Even today in Russia there are ramps for disabled people that facilitate the entrance to buildings, alas, not everywhere. So to Ancient Greece, the level of civilization in which was so high that they cared about people who find it difficult to walk or climb stairs, we are still far away.
Archaeologist from California State University at Long Beach, Debbie Snead, whose work is published in the journal Antiquity, is confident that the Greeks built ramps 2,300 years ago, and the Asclepius sanctuaries, which can be reached by a gentle entrance, are the most ancient architectural monuments developed with taking into account the needs of people with disabilities.
According to the author, the evidence for the existence of the ramps lies on the surface, but archaeologists have not paid attention to them before: it is easier to think that all the ancient Greeks were muscular and fit, like the numerous sculpted Apollo and Diana.
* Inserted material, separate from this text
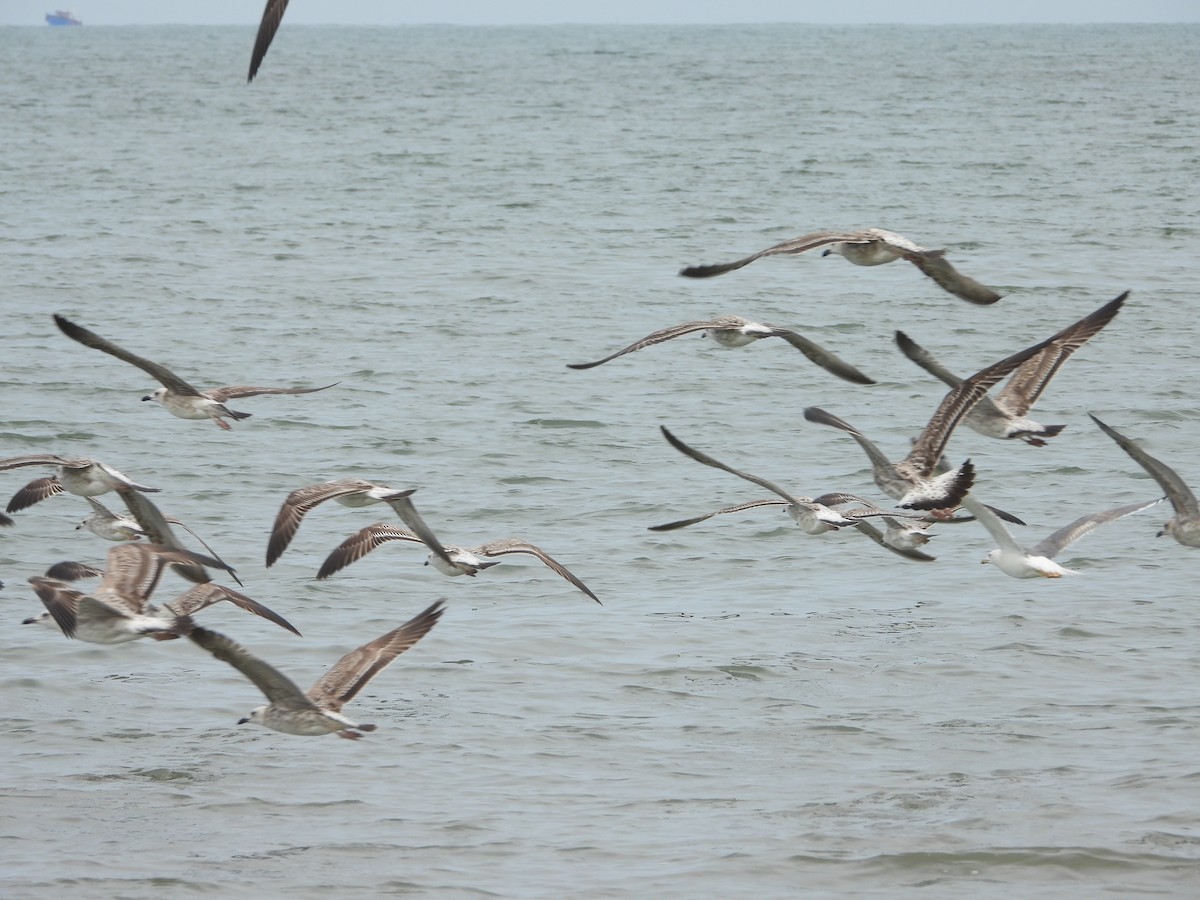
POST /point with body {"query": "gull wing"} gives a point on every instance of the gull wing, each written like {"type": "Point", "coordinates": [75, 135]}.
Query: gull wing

However, there is a lot of evidence to the contrary: if you look closely at the sculptures and paintings, you can see people leaning on canes or crutches. Suffice it to recall the lame Hephaestus, a disabled god, who, for example, was depicted with a crutch on the frieze of the Parthenon. There are also studies of skeletons found, showing that arthritis and joint diseases were quite common among the ancient Greeks.
Focusing on the architecture of the 4th century BC, when the sanctuaries of the god of healing Asclepius were being actively built in Greece, the author found that they were equipped with a large number of ramps. For example, in the main sanctuary of Asclepius, in Epidaurus near Athens, a wide stone ramp led to the temple, two more ramps passed through the gate, small buildings also had ramps on the side. Wheelchairs will appear only after 1000 years, and in ancient Greece those who came to ask for health from Asclepius were usually not carried in palanquins and stretchers - and it was easier to climb with them along the ramp.
Proof that the ramps were not built for transporting animals or building materials, but for low-powered citizens, is the specificity of their distribution. So, for example, in the huge sanctuary of Zeus in Olympia there are only two ramps, and in Epidaurus there are 11 stone ramps for nine buildings.
Initially built for disabled people, the ramps later turned out to be a very useful element of the building: thanks to them, the elderly, pregnant women and children alike gained access to holy places. It's just like the modern ramps used by people in wheelchairs, suitcase-laden travelers and parents pushing prams.
The author also mentions that the ramps, the construction of which required additional finance and labor, is not the first evidence that in ancient Greece the rights of the disabled were respected and cared for. It is known, for example, that in Athens, pensions were regularly paid to adult male citizens who were disabled and because of this could not feed themselves.
“The ancient Greek world was not at all some kind of progressive utopia, but some interesting decisions were peculiar to it”, - the author of the study writes.
The photo shows a digital reconstruction of the sanctuary of the god of healing Asclepius in Epidaurus of the 4th century BC: in the foreground there is a temple, behind the tholos. Both buildings are equipped with ramps.